Con il conforto di tali dati, il sindaco di Istanbul, Ekrem Imanoglu, agevolmente rieletto nel suo mandato di Primo cittadino, si è autorevolmente riproposto per la successione al “sultano Erdogan” nelle presidenziali del 2028, confidando che, nel frattempo, la Giustizia turca lo scagioni definitivamente dalla ridicola accusa di offesa alle istituzioni che gli aveva, di fatto, impedito di presentarsi lo scorso anno, facilitando la riconferma dell’attuale presidente. Dal canto suo, quest’ultimo - pur mettendo in primo piano la difficile situazione economica del Paese e negando un affievolito consenso sulla sua persona - ha implicitamente riconosciuto la sconfitta, invitando i suoi sostenitori a fare «autocritica» e a trarre insegnamenti per il futuro.

In sintesi, anche in Turchia la recente tornata di amministrative ha riproposto il copione che avevamo tratteggiato a inizio articolo. A ben riflettere, si tratta di riscontro significativo in quanto proveniente da una Nazione che, nell’attuale contesto geo-politico, merita la - talora abusata - qualifica di “chiave” per quello che riguarda la preservazione degli assetti ed equilibri internazionali.

 

Passiamone insieme in rassegna le caratteristiche più importanti:

  • per posizione geografica di collocazione, indispensabile Stato-cerniera fra “Occidente” e mondo islamico, ruolo tanto più determinante alla luce del recente, diretto coinvolgimento dell’Iran negli eventi del post 7 ottobre;
  • dal 1952 a oggi convinto e affidabile membro della Nato, ma lontanissimo da una qualsiasi prospettiva di ingresso nell’Unione europea;
  • unico appartenente all’Alleanza Atlantica (se si trascurano le “impuntature” di Orban) a non avere aderito alle misure sanzionatorie contro la Russia, in nome di quella posizione di equilibrio ambiguo fra i due contendenti che consente ad Ankara margini di intermediazione fra Mosca e Kiev (nel caso dei cosiddetti «Accordi sul grano» coronati, va riconosciuto, da un oggettivo successo);
  • territorio di (precaria) residenza di milioni di profughi afghani, iracheni, siriani e di altre nazionalità, nei riguardi dei quali le autorità turche minacciano di tanto in tanto l’apertura delle barriere e il conseguente esodo di massa verso i Paesi europei (che pure accordano loro sostanziosi finanziamenti per facilitarne l’accoglienza e il trattenimento);
  • sulla questione medio-orientale, attestato su posizioni di inequivocabile condanna verso Israele per la gestione della situazione a Gaza, senza poter con questo negare l’evidenza di un grave problema di terrorismo interno, soprattutto ai propri confini meridionali (Hezbollah e Pkk).
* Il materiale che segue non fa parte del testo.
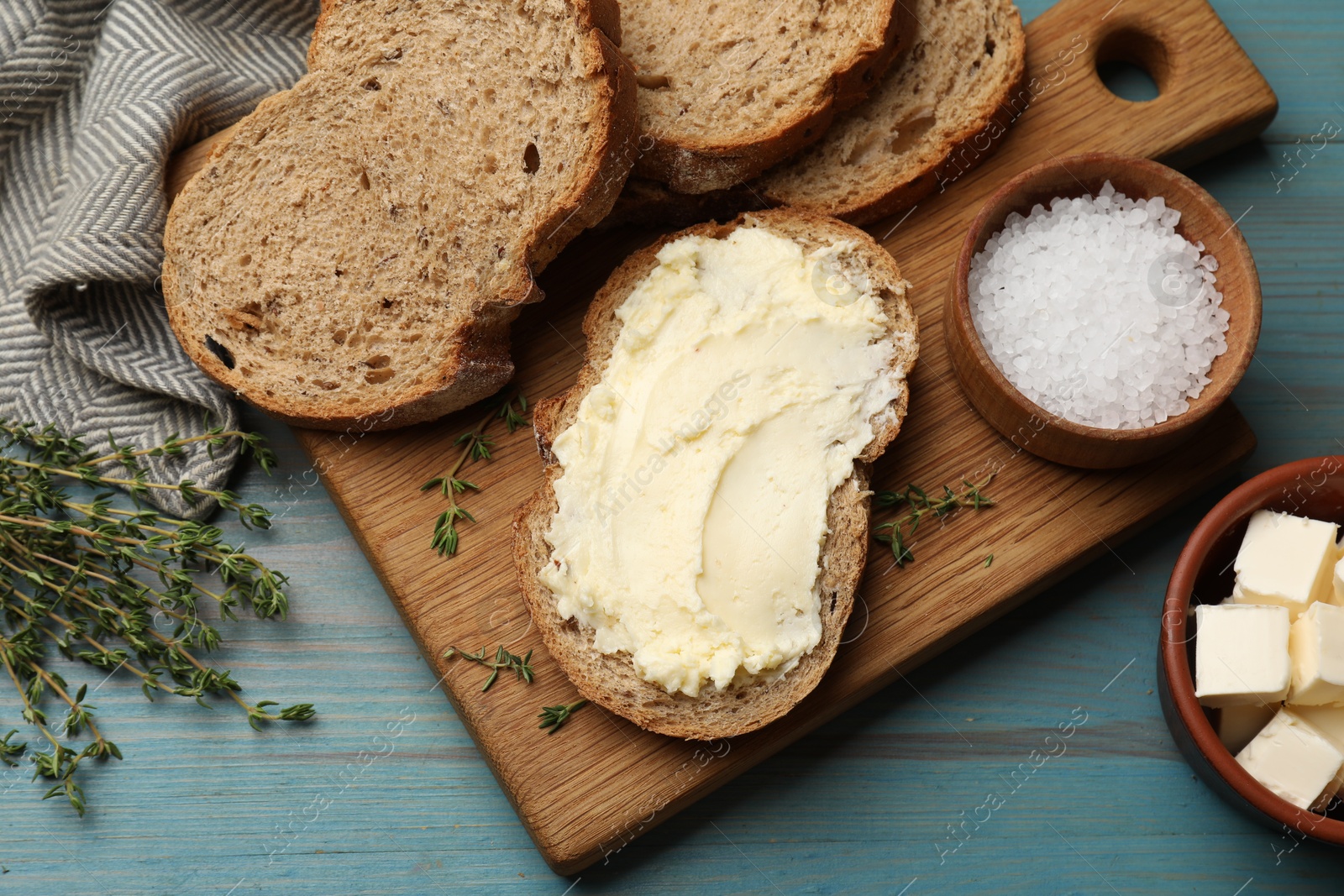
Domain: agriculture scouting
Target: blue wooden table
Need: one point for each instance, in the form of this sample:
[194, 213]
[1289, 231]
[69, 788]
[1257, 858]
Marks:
[386, 794]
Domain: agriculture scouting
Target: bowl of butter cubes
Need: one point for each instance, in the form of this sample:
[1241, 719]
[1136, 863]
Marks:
[1252, 653]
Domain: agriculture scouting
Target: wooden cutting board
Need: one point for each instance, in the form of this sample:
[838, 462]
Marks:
[585, 793]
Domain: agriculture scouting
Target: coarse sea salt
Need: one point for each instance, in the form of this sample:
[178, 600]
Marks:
[1099, 311]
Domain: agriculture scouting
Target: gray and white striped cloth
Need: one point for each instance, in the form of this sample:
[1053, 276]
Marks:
[94, 96]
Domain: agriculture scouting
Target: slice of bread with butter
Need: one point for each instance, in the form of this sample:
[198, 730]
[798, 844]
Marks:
[692, 557]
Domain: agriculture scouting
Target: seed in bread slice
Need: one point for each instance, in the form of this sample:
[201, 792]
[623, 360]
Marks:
[936, 114]
[745, 705]
[726, 89]
[355, 253]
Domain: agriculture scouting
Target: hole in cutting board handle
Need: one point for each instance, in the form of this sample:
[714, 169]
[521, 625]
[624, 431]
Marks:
[1133, 65]
[1128, 81]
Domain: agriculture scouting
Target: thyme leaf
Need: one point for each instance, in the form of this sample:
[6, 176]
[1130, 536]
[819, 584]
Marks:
[521, 667]
[102, 584]
[920, 506]
[477, 445]
[554, 718]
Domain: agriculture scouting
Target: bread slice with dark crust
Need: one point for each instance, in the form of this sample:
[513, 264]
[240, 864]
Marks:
[938, 112]
[727, 89]
[611, 679]
[355, 253]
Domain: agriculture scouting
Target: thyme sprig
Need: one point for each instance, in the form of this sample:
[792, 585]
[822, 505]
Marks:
[521, 667]
[476, 446]
[101, 584]
[554, 718]
[900, 531]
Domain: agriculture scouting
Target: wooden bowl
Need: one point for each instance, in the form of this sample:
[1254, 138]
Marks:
[1035, 429]
[1312, 488]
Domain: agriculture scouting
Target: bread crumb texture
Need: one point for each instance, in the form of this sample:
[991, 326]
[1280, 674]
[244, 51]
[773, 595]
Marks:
[362, 242]
[968, 56]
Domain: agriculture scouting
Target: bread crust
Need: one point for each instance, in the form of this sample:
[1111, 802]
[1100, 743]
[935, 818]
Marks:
[651, 203]
[477, 362]
[609, 680]
[893, 197]
[703, 165]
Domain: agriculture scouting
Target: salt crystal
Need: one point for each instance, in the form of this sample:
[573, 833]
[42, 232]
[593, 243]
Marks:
[1099, 311]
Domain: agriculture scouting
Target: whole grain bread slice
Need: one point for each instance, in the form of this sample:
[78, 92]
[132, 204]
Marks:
[940, 110]
[355, 253]
[937, 113]
[611, 679]
[729, 89]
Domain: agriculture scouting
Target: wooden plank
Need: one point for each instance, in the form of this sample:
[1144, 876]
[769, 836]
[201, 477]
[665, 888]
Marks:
[1050, 519]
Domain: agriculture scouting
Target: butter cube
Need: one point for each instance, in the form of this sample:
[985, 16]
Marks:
[1316, 647]
[1330, 721]
[1238, 726]
[1287, 560]
[1241, 654]
[1294, 761]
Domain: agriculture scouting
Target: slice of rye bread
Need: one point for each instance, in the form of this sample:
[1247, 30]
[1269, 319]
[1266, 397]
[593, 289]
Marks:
[355, 253]
[726, 93]
[609, 679]
[938, 112]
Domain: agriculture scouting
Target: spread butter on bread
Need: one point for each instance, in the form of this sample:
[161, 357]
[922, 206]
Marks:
[692, 557]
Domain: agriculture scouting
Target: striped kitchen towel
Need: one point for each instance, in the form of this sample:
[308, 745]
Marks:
[94, 96]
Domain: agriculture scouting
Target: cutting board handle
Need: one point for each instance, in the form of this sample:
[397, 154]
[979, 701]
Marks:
[1211, 96]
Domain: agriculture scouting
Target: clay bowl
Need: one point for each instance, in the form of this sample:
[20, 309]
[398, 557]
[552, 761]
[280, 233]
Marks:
[1035, 429]
[1312, 488]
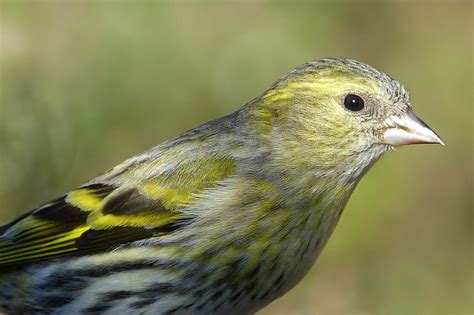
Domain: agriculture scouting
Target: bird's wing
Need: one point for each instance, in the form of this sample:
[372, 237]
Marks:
[100, 216]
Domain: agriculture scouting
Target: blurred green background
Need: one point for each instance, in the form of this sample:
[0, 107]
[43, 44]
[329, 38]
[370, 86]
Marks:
[86, 84]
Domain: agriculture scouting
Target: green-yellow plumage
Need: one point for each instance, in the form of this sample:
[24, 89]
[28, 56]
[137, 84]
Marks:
[224, 218]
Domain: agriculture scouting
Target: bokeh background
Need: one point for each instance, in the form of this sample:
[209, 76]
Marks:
[86, 84]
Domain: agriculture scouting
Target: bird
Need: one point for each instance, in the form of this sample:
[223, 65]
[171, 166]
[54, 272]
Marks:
[222, 219]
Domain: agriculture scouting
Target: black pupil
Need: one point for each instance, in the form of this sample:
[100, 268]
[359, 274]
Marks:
[354, 102]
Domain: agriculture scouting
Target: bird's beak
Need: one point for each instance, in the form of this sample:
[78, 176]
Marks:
[408, 129]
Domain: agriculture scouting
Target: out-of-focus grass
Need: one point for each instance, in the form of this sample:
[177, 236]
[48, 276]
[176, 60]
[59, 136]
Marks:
[87, 84]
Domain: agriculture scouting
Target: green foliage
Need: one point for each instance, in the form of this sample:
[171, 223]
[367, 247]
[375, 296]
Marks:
[84, 85]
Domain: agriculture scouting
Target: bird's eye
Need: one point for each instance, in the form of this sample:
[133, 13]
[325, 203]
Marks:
[354, 102]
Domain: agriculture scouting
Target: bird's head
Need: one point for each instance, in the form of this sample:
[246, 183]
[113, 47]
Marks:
[338, 116]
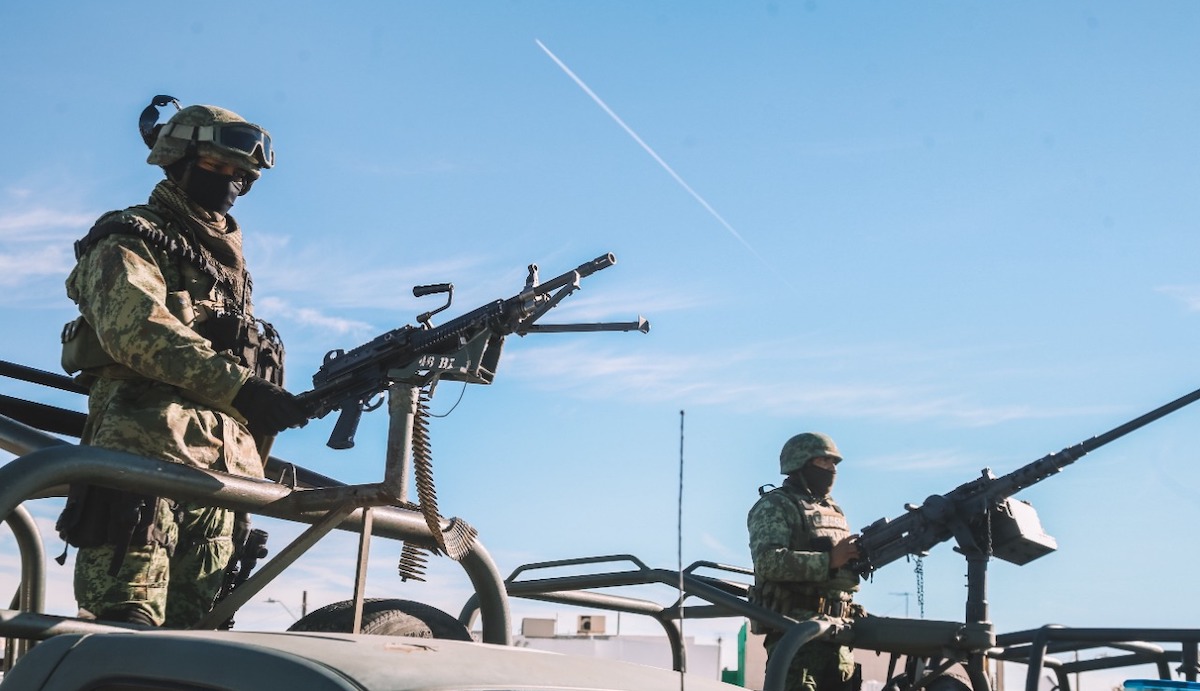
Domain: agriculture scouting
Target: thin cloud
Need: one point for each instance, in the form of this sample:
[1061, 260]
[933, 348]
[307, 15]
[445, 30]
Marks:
[281, 308]
[19, 266]
[664, 164]
[30, 226]
[581, 367]
[1187, 294]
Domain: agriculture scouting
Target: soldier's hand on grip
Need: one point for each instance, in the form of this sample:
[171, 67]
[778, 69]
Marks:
[844, 552]
[269, 409]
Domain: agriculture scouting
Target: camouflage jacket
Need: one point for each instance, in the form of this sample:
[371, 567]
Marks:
[165, 392]
[791, 535]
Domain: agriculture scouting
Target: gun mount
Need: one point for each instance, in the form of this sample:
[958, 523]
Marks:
[981, 515]
[463, 349]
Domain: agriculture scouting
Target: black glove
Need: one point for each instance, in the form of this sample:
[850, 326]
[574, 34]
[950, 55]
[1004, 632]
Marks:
[269, 409]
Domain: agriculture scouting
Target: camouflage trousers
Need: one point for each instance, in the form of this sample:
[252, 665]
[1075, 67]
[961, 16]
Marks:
[819, 666]
[171, 588]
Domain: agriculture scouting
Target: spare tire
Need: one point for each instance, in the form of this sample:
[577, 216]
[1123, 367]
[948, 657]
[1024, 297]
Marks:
[385, 617]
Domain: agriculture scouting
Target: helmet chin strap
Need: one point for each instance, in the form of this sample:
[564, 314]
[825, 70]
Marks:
[148, 122]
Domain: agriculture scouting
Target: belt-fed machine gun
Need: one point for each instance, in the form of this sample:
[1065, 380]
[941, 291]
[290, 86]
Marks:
[407, 364]
[465, 349]
[985, 521]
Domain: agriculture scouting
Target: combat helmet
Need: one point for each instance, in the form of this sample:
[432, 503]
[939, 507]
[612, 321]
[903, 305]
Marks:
[803, 448]
[208, 130]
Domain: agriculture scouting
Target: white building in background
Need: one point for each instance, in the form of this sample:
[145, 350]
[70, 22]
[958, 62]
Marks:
[593, 641]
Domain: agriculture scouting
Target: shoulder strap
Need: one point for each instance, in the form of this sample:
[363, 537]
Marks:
[133, 224]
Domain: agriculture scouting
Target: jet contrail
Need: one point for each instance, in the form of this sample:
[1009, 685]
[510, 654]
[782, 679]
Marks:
[658, 158]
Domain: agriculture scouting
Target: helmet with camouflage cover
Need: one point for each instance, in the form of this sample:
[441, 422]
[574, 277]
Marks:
[803, 448]
[214, 132]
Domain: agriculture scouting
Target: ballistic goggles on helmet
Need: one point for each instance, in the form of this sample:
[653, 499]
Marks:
[237, 137]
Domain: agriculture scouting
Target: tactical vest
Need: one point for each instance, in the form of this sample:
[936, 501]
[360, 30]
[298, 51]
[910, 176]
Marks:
[821, 527]
[199, 299]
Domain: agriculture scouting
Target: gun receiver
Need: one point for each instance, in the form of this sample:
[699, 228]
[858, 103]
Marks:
[465, 349]
[979, 514]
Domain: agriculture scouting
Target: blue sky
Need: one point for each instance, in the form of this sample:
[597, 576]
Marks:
[953, 235]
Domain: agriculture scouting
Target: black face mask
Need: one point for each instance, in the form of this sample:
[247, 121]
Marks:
[213, 191]
[819, 480]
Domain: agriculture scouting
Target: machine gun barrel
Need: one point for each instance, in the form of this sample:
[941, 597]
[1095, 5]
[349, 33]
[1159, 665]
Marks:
[466, 348]
[945, 516]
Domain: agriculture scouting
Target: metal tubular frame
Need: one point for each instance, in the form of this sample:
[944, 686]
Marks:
[46, 464]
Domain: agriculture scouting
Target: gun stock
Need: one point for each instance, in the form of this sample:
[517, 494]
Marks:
[466, 348]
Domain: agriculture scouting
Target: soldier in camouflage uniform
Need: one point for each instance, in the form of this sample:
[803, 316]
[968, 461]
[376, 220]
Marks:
[801, 545]
[177, 366]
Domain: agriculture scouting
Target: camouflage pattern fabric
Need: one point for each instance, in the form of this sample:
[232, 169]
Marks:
[173, 590]
[819, 666]
[167, 395]
[791, 533]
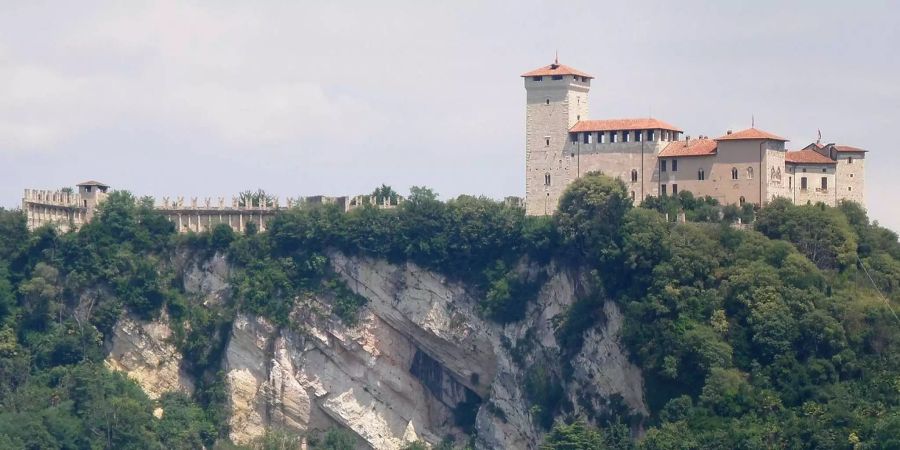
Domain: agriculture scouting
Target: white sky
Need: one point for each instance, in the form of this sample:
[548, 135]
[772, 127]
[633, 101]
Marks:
[302, 98]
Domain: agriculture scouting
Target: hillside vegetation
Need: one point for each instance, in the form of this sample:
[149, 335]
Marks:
[770, 337]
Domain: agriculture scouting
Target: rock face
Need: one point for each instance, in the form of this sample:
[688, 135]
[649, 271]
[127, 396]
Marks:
[420, 364]
[142, 350]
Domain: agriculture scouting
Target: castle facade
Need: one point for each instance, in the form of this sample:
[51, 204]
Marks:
[654, 158]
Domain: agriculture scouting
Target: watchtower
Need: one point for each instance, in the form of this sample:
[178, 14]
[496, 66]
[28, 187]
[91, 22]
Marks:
[556, 98]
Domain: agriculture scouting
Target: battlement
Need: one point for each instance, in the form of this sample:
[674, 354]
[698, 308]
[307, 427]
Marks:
[69, 210]
[53, 198]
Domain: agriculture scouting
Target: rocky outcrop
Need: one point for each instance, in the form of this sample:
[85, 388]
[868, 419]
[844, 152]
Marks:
[144, 352]
[420, 364]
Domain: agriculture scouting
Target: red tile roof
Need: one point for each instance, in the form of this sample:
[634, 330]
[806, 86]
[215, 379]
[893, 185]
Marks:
[555, 69]
[622, 124]
[847, 148]
[751, 133]
[694, 147]
[92, 183]
[807, 157]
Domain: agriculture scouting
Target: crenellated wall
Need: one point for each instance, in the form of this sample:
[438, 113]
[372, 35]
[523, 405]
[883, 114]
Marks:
[69, 210]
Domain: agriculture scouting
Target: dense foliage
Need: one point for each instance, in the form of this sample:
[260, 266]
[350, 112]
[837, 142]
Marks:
[761, 338]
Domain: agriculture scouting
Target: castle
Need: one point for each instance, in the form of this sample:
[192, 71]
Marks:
[650, 156]
[654, 158]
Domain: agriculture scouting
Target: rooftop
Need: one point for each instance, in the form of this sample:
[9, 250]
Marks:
[807, 157]
[750, 133]
[555, 69]
[694, 147]
[622, 124]
[92, 183]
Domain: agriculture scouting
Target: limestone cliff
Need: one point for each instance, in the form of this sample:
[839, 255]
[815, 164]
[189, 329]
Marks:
[420, 364]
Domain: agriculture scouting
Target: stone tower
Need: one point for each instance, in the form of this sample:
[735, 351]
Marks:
[92, 193]
[556, 98]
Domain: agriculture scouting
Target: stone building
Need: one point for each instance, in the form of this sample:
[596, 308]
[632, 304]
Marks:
[653, 158]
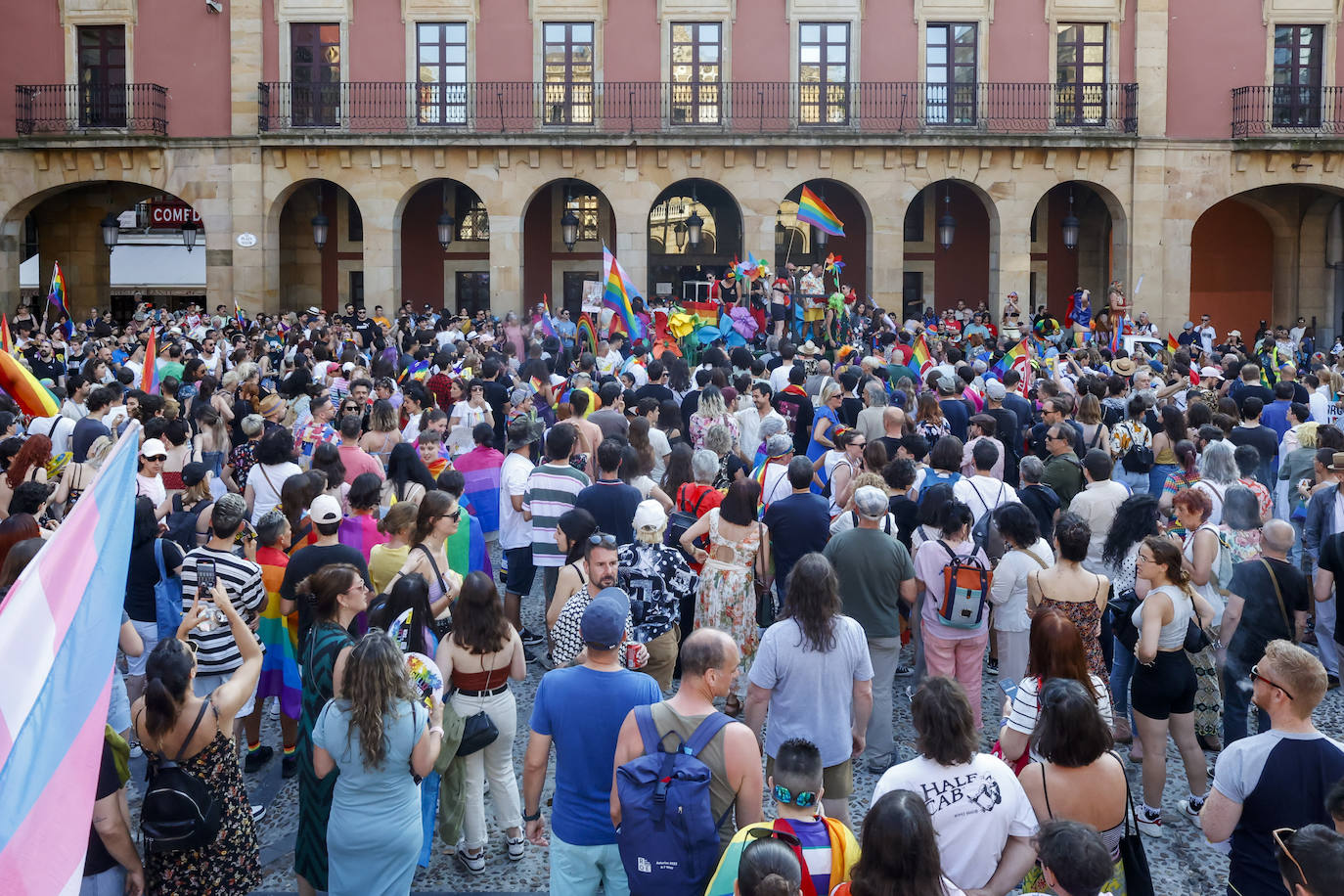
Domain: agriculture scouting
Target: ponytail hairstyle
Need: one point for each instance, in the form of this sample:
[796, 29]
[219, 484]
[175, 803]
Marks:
[167, 681]
[769, 867]
[326, 586]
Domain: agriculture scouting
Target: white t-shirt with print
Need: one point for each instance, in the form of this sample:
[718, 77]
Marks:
[974, 808]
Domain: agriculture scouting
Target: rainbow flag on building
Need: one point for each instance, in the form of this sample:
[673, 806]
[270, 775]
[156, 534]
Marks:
[150, 375]
[58, 634]
[620, 295]
[922, 355]
[816, 212]
[57, 295]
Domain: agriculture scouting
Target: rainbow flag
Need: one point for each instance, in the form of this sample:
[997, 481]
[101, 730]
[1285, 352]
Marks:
[922, 355]
[58, 633]
[585, 334]
[57, 295]
[150, 375]
[816, 212]
[1009, 359]
[620, 294]
[280, 634]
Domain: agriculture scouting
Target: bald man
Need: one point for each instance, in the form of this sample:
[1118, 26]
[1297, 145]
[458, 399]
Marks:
[1266, 601]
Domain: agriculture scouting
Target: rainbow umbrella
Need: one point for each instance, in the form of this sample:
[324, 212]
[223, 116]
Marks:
[24, 388]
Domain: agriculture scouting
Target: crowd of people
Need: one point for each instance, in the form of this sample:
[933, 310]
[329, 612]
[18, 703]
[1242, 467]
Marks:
[747, 554]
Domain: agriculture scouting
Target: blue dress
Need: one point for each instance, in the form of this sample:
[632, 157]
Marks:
[374, 835]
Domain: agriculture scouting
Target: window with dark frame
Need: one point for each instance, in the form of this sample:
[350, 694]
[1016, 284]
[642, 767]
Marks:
[567, 71]
[696, 72]
[824, 72]
[473, 222]
[441, 72]
[951, 71]
[1080, 74]
[315, 74]
[103, 75]
[1298, 53]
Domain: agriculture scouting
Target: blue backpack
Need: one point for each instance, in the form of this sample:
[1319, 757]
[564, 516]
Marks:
[167, 597]
[668, 835]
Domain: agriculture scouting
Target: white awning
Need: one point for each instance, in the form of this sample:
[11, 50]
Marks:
[140, 266]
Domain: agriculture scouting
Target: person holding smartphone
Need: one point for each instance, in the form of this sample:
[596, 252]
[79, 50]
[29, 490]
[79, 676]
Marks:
[233, 565]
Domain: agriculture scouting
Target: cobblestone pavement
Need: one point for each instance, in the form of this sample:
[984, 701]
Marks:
[1182, 863]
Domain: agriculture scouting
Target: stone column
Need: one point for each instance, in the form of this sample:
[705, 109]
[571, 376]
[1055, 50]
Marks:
[245, 53]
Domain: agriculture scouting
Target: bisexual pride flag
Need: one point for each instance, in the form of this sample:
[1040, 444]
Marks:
[58, 636]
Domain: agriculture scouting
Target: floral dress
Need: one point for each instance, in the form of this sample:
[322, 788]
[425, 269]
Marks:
[229, 866]
[726, 600]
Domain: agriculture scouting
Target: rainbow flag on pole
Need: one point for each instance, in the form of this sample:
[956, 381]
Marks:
[620, 294]
[58, 634]
[922, 355]
[150, 375]
[816, 212]
[58, 297]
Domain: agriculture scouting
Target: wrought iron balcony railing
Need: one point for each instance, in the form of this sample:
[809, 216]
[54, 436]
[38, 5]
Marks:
[77, 109]
[1286, 111]
[744, 108]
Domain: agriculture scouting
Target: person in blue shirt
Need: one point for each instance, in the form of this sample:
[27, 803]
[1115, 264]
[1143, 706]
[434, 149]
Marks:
[579, 711]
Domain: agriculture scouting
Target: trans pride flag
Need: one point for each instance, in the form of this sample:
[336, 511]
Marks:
[58, 636]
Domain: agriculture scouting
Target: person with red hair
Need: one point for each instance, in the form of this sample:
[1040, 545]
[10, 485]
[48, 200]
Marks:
[27, 465]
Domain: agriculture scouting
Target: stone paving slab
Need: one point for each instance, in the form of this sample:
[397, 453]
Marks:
[1182, 861]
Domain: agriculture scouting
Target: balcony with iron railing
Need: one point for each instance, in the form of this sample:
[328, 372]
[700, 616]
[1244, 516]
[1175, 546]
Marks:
[660, 108]
[81, 109]
[1287, 112]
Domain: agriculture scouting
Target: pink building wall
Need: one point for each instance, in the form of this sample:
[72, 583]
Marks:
[1204, 65]
[194, 71]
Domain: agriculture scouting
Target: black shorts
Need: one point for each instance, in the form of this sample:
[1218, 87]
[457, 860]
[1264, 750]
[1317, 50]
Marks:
[520, 569]
[1164, 688]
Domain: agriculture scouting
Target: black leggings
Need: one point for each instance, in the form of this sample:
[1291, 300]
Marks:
[1164, 688]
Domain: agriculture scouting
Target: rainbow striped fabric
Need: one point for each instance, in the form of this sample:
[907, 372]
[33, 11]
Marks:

In tale categoria e nonostante le documentate efferatezze, Erdogan non appare peraltro includere Hamas, alla luce del suo recentissimo incontro con la leadership di quel movimento.

 

In una recente edizione della «Voce» (numero 42 del febbraio scorso) avevamo evidenziato la particolarità del 2024 come electoral year per antonomasia, con 2 miliardi di persone chiamate alle urne. Avevamo anche anticipato che dal loro esito complessivo sarebbe stato possibile valutare la resilienza dei sistemi democratici e liberali nonché la loro capacità a far fronte all’inquietante fenomeno dell’avanzata, in pressoché tutti i continenti, delle autocrazie e delle “democrature”.

Da questo punto di vista, il segnale proveniente dalla Turchia va certamente giudicato, pur con qualche inevitabile attenuazione, come indirizzato nella giusta direzione. Confidiamo che, a breve, dal complesso meccanismo elettorale indiano (un mese di durata) scaturiscano analoghi, positivi riscontri.